Maar wordt het niet eentonig, telkens weer random samples, piano en percussie?
Dat is mooie, hij schippert telkens tussen hele minimale beats, en grote kanonnen. Neem zo’n track als ‘Metal Swing’. Die vocal klinkt alsof hij van Steve Reichs tapes uit de jaren zestig is getrokken, net als de piano. Verder zit er niet veel meer bij, een basloopje en klepperende castagnetten. Zo lijkt hij wel vaker de minimalistische componisten uit de sixties te citeren. Maar vanaf daar bouwt hij door steeds meer galm toe te voegen, stemmen erover heen te leggen en de bas vol open te draaien, naar een soort futuristische r&b waar je tegen aan kunt leunen.

En dat allemaal in zijn eentje, dus hij staat non-stop krom over zijn apparatuur aan knoppen te draaien?

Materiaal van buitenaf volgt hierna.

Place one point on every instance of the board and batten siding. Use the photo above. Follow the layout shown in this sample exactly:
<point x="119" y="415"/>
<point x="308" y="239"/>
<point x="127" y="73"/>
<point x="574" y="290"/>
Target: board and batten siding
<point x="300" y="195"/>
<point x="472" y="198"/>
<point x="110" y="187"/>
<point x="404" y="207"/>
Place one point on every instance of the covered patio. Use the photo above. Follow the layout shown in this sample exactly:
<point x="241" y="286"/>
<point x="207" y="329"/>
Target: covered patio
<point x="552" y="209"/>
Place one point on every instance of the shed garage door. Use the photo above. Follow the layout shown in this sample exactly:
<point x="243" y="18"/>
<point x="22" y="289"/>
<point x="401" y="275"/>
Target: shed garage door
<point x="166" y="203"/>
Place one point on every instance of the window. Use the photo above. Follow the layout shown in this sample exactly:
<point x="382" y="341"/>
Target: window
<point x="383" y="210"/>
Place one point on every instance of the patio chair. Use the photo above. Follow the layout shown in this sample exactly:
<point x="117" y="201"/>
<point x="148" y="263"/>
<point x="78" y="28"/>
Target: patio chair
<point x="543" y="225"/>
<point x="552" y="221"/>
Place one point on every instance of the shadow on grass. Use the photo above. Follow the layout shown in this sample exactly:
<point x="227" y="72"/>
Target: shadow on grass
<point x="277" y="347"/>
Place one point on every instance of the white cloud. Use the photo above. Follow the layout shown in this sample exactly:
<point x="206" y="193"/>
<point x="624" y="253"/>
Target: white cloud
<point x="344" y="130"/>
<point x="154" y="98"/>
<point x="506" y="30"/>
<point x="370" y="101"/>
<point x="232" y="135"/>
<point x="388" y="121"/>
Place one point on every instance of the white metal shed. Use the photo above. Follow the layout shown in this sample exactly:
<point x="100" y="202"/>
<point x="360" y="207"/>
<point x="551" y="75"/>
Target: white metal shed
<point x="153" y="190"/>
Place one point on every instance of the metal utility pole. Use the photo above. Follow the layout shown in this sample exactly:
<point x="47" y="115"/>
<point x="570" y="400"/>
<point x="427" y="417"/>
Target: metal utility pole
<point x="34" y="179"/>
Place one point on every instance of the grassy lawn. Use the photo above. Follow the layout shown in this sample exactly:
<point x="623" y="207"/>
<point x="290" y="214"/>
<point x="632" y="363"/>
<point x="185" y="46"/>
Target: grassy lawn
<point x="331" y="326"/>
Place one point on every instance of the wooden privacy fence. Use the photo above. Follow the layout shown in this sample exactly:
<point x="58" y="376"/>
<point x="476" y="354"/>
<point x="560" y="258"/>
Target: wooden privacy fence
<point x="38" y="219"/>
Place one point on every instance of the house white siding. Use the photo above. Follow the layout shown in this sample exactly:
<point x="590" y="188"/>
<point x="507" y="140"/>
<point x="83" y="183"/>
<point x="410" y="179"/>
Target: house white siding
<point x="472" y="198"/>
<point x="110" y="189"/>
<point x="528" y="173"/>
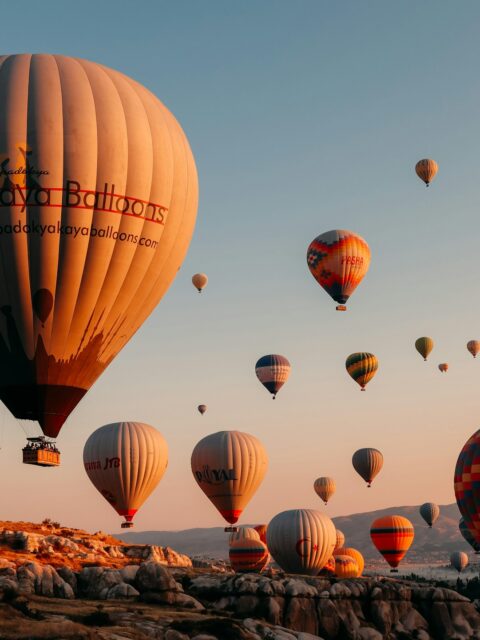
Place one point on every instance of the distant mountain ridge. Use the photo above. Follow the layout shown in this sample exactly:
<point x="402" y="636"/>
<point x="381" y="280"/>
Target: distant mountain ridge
<point x="429" y="544"/>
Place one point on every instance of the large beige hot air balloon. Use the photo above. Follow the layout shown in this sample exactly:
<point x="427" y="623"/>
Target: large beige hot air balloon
<point x="301" y="540"/>
<point x="125" y="461"/>
<point x="324" y="488"/>
<point x="229" y="466"/>
<point x="98" y="198"/>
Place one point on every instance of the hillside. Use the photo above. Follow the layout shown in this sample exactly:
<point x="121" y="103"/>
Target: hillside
<point x="429" y="544"/>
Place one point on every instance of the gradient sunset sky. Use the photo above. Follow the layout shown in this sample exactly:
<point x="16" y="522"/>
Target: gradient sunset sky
<point x="303" y="117"/>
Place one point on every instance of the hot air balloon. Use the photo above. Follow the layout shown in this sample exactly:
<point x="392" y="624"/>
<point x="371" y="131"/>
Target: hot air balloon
<point x="474" y="347"/>
<point x="339" y="539"/>
<point x="229" y="466"/>
<point x="362" y="367"/>
<point x="429" y="512"/>
<point x="248" y="556"/>
<point x="426" y="170"/>
<point x="99" y="199"/>
<point x="468" y="536"/>
<point x="243" y="533"/>
<point x="346" y="567"/>
<point x="424" y="346"/>
<point x="301" y="540"/>
<point x="273" y="372"/>
<point x="467" y="486"/>
<point x="324" y="488"/>
<point x="355" y="554"/>
<point x="261" y="529"/>
<point x="338" y="260"/>
<point x="459" y="560"/>
<point x="125" y="462"/>
<point x="367" y="463"/>
<point x="200" y="281"/>
<point x="392" y="536"/>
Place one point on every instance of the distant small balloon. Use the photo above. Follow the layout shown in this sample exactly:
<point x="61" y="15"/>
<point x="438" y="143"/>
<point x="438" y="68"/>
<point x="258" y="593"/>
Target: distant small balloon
<point x="426" y="170"/>
<point x="200" y="281"/>
<point x="248" y="556"/>
<point x="273" y="371"/>
<point x="324" y="488"/>
<point x="430" y="512"/>
<point x="346" y="567"/>
<point x="392" y="536"/>
<point x="424" y="346"/>
<point x="474" y="347"/>
<point x="361" y="367"/>
<point x="367" y="463"/>
<point x="459" y="560"/>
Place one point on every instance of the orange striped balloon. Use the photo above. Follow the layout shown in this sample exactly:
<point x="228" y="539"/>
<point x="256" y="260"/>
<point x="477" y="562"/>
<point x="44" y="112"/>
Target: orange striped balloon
<point x="345" y="567"/>
<point x="426" y="170"/>
<point x="353" y="553"/>
<point x="248" y="556"/>
<point x="392" y="536"/>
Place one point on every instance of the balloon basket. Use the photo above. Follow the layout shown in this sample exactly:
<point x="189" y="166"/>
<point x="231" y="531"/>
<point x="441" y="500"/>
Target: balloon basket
<point x="41" y="453"/>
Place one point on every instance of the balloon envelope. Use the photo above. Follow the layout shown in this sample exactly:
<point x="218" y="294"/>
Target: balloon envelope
<point x="361" y="367"/>
<point x="229" y="466"/>
<point x="367" y="463"/>
<point x="424" y="346"/>
<point x="474" y="347"/>
<point x="459" y="560"/>
<point x="324" y="488"/>
<point x="248" y="556"/>
<point x="200" y="281"/>
<point x="125" y="461"/>
<point x="273" y="371"/>
<point x="426" y="170"/>
<point x="338" y="260"/>
<point x="98" y="196"/>
<point x="355" y="554"/>
<point x="346" y="567"/>
<point x="429" y="512"/>
<point x="301" y="540"/>
<point x="467" y="485"/>
<point x="392" y="536"/>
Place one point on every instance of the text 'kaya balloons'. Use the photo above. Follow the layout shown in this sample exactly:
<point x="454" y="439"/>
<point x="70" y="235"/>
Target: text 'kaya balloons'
<point x="98" y="199"/>
<point x="361" y="367"/>
<point x="430" y="512"/>
<point x="426" y="170"/>
<point x="367" y="463"/>
<point x="229" y="466"/>
<point x="338" y="260"/>
<point x="273" y="371"/>
<point x="301" y="540"/>
<point x="125" y="461"/>
<point x="467" y="484"/>
<point x="424" y="346"/>
<point x="392" y="536"/>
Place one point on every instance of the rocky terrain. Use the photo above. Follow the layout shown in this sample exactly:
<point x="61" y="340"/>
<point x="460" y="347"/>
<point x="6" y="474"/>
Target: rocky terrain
<point x="109" y="590"/>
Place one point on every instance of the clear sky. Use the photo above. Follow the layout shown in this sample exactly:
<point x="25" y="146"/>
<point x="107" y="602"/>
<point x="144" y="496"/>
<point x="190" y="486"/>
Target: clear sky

Dat maakt het helemaal goed; anders dan veel andere elektronische solo-acts is hij ook nog eens ongelooflijk goed om naar te kijken. Hij is charmant overrompeld door hoe zijn muziek ontvangen wordt, de X-Ray langzaam voller loopt en de schermen aan het plafond de loods laten oplichten. Hij lijkt af en toe zelfs een traantje te moeten wegpinken. Maar het beste is nog hoe hij alle vocale samples meezingt of schreeuwt. Soms lijkt hij zelf ook even verbaasd over hoe gek hij ze plaatst en herpakt zich dan snel. The Range is dan wel geen act die op korte termijn volle zalen gaat trekken, maar hij kan zijn zaal wel voller en voller laten lopen tijdens zijn show. En dat kunnen maar weinig experimentele acts zeggen.